Note: I highly recommend setting a higher bound on the number of returned entities by each resolve function in your code. if you use this approach already in your code then you can input that upper bound (which would be the maximum possible items returned per entity) as your avgImpact. It is also possible to use a theoretical value for this (for example 2.0) to asses the query's impact on a theoretical database hence decoupling this calculation from your actual database.

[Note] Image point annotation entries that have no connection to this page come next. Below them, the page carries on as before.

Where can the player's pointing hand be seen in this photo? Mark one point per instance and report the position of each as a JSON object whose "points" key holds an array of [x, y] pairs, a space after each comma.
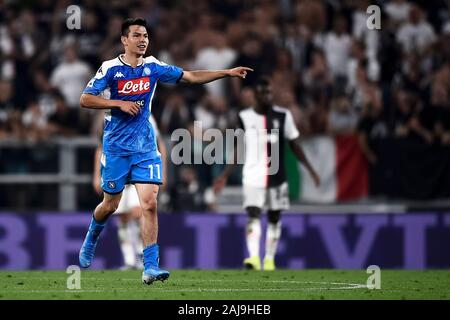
{"points": [[240, 72], [130, 107]]}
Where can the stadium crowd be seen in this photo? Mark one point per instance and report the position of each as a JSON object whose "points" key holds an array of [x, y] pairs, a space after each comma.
{"points": [[333, 73]]}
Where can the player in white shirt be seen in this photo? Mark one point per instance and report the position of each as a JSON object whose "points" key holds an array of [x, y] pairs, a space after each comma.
{"points": [[263, 177], [129, 211]]}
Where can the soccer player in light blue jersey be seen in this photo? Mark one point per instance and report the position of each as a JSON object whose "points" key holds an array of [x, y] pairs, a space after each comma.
{"points": [[125, 86]]}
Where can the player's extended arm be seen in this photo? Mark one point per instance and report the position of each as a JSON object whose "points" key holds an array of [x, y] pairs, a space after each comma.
{"points": [[95, 102], [205, 76], [163, 150], [298, 151]]}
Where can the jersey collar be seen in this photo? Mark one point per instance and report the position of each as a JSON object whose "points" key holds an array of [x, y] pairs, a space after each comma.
{"points": [[127, 64]]}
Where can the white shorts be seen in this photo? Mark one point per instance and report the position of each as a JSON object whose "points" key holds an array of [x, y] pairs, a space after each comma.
{"points": [[129, 199], [276, 198]]}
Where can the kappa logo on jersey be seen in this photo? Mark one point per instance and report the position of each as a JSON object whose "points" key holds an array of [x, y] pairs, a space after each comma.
{"points": [[134, 86], [119, 75]]}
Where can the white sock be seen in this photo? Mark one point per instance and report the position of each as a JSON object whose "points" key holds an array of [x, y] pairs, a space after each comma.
{"points": [[272, 237], [253, 236], [126, 245]]}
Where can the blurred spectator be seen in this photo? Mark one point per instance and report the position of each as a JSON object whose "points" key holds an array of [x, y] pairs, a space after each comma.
{"points": [[71, 76], [337, 45], [65, 121], [217, 56], [34, 122], [406, 107], [398, 11], [175, 114]]}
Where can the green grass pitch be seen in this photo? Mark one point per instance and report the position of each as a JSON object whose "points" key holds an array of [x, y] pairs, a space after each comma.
{"points": [[228, 285]]}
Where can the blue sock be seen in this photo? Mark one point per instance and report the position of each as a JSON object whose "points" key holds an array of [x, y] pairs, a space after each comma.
{"points": [[151, 256], [96, 227]]}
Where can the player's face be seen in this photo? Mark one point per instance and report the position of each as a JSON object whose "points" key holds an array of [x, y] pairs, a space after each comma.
{"points": [[137, 40], [263, 94]]}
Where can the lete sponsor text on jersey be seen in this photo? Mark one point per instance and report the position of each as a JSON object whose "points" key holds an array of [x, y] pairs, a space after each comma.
{"points": [[134, 86]]}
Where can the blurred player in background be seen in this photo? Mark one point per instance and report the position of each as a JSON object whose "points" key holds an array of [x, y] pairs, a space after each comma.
{"points": [[262, 187], [129, 210], [124, 86]]}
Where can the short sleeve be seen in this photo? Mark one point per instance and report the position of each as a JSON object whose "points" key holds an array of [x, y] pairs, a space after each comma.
{"points": [[168, 73], [290, 130], [98, 83]]}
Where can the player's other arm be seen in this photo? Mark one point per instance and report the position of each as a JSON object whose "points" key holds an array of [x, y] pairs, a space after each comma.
{"points": [[91, 101], [298, 151], [205, 76], [163, 150]]}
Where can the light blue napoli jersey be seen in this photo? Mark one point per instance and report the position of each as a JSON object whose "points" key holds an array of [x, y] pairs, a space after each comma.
{"points": [[125, 134]]}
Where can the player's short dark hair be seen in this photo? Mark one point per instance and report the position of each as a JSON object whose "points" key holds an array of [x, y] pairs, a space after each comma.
{"points": [[132, 22]]}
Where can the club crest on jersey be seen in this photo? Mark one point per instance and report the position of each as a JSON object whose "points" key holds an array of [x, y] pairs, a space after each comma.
{"points": [[119, 75], [133, 86]]}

Imagine if we had a simple test database for the query in the previous example and we assume an average impact of 2.0 (each entity will return ~2 results) then we can calculate the complexity as following:

2 Products returned + 2 * (1 * Title per Product) + 2 * [ (3 * Locations) + (3 * lat entries) + (3 * long entries) ] = **22**

Or simply put on average we will have 2x Products each will have 1 Title for a total of 2x Titles plus per each Product entry we will have 3 locations overridden by first argument (we follow relay's spec for first, last and id arguments) and each of these 3 locations have a lat and a long totalling 6x Locations having 6x lats and 6x longs.

Now if we set the avgImpact to 2.0 and set the MaxComplexity to 23 (or higher) the query will execute correctly. If we change the MaxComplexity to something like 20 the DocumentExecutor will fail right after parsing the AST tree and will not attempt to resolve any of the fields (or talk to the database).